Sentenced as we are to a particular school district, suburb, and homeowners association, we experience tremendous envy of our racing friends who live in the country and who have steel buildings for their race cars. The steel building is the most wonderful, desirable thing of which I can readily conceive. As Archimedes once said, “Give me a steel building large enough and I will win the Runoffs!” So I can easily sympathize with Troy here. He is young and brave enough to start racing, and possessed of enough money to do it at a reasonable level—but where does the car go, to say nothing of the attendant truck/trailer?
For that reason, I’m going to recommend that Troy spend a year or two of self-reflection, both as a driver and as a potential racer. Luckily for him, he already has the perfect tool: that 981-generation Boxster, which is roll-hoop legal at most tracks and with most organizations. The thing to do here is to start by becoming the fastest driver possible, using that car, at which point he’ll be able to determine how much he wants to change his life in the cause of competition.
First step is to find an organization with which he can grow and get faster. I like the people at TrackDAZE for this. The owners are first-rate people and they have experienced hands overseeing driver safety. By pairing the instruction they’ll give him with a proper driver development tool like the ApexPRO or perhaps the hot new Garmin tablet, Troy can get to the point where the LevelUp school will make sense for him.

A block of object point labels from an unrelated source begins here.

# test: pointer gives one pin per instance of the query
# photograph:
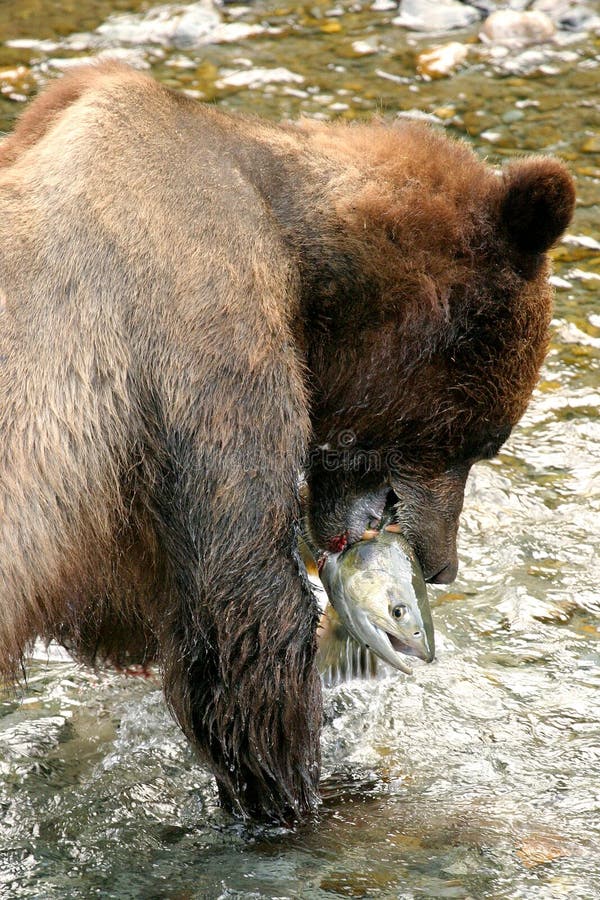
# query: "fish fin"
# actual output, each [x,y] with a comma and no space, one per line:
[339,657]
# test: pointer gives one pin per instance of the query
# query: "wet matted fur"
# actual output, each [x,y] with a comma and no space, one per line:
[193,306]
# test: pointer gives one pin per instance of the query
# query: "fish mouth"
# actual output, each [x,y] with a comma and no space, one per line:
[421,648]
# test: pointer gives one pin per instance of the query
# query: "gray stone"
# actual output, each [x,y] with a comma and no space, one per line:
[435,15]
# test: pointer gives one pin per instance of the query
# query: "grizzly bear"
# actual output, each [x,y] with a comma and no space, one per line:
[197,308]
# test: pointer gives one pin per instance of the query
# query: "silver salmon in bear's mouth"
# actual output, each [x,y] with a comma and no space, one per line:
[377,588]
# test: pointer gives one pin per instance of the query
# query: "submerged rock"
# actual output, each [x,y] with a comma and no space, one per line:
[569,15]
[512,28]
[442,60]
[435,15]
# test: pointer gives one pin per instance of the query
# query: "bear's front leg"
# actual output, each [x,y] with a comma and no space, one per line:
[237,633]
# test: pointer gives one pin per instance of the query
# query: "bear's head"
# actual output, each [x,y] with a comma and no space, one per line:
[427,332]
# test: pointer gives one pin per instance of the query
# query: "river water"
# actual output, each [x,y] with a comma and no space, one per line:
[477,777]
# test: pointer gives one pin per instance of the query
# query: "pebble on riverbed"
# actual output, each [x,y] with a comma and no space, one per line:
[435,15]
[441,60]
[512,28]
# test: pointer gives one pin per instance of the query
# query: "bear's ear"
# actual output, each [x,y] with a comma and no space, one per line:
[537,203]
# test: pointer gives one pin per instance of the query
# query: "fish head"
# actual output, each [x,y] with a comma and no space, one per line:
[379,593]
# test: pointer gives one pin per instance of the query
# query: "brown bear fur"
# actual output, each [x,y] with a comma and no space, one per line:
[195,306]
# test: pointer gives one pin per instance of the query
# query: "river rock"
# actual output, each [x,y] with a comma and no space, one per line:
[512,28]
[442,60]
[569,15]
[435,15]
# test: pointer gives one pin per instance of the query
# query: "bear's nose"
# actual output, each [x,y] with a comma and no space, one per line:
[446,574]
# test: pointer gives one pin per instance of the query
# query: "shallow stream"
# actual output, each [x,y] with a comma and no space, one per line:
[478,777]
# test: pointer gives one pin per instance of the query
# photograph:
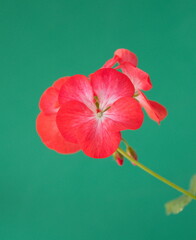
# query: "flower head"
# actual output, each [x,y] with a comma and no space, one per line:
[93,112]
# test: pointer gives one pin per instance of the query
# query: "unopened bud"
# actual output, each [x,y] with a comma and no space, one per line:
[132,153]
[119,158]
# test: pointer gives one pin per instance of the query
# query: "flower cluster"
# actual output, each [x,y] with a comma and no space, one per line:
[89,113]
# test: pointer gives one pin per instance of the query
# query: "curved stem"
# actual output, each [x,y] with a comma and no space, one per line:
[155,174]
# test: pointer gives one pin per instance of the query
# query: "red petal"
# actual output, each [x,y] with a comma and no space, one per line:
[110,85]
[155,111]
[50,135]
[49,101]
[124,55]
[126,113]
[139,78]
[58,84]
[77,88]
[77,123]
[95,139]
[70,117]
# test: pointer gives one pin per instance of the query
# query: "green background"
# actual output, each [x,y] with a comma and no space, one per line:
[45,195]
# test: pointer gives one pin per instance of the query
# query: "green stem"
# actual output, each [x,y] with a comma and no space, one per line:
[155,174]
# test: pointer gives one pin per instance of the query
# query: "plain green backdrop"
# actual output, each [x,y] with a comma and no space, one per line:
[48,196]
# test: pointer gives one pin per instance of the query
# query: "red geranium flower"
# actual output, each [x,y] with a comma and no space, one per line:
[128,63]
[46,120]
[93,112]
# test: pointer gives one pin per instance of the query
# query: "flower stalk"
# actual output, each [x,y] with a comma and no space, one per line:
[154,174]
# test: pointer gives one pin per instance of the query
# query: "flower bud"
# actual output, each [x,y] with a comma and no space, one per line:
[132,153]
[119,158]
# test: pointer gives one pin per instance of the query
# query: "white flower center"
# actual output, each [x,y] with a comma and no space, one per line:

Chances are that won’t happen until the end of next year or the beginning of 2022.
At LevelUp, they’ll teach Troy how to make passes, how to defend against overtaking, and how to think like a road racer. At that point he will truly be Thoreau’s “new wine in the old bottle,” which is to say he will still be a young dude with a Boxster but now he’ll be a very fast, and very thoughtful, young dude in a Boxster.
Then it’s time to make a decision: do you reshape your life around the Holy Trinity of Race Car, Race Rig, and Race Garage—or do you handle it on an ad-hoc basis? There are a fair number of very good outfits out there who will put you in a Spec Racer Ford or a Spec Miata for two or three grand a weekend. That sounds like a hell of a lot of money, but trust me: by the time you do all the numbers, you’ll see how cheap it really is in contrast to owning your own setup.
Alternately, Troy can go enduro racing with one of the ChampCar/WRL teams out there, at a slightly lower rate. That’s more seat time, but it’s less in the way of outright, no-kidding-around competition. Either way, he’s looking at five or six weekends a year, on his budget, which is more than many car-owning club racers can manage.
There’s one little fly in the ointment here: he might crash the Boxster before any of this can happen. While it’s true that your humble author put about 12,000 track miles on his Boxster without crashing it, some of that was due to just plain dumb luck. My co-workers across the state at Hagerty Insurance are now in the trackday insurance gig. It’s worth checking out if you’re worried. Feel free to file that part of the advice under “self-serving commercial message,” if you like. I don’t get paid any extra for mentioning it; I also don’t get my pay docked if you take the insurance and then crash, which is nice.
So, to reiterate:
0. Become race driver.
1. Get race license.
2. Choose race strategy.
3. Go racing.
If Troy does it in this order, he’s going to have a lot of success. And if he winds up realizing that what he really wants out of life is to move out to the sticks with a steel building, both Thoreau and I will understand.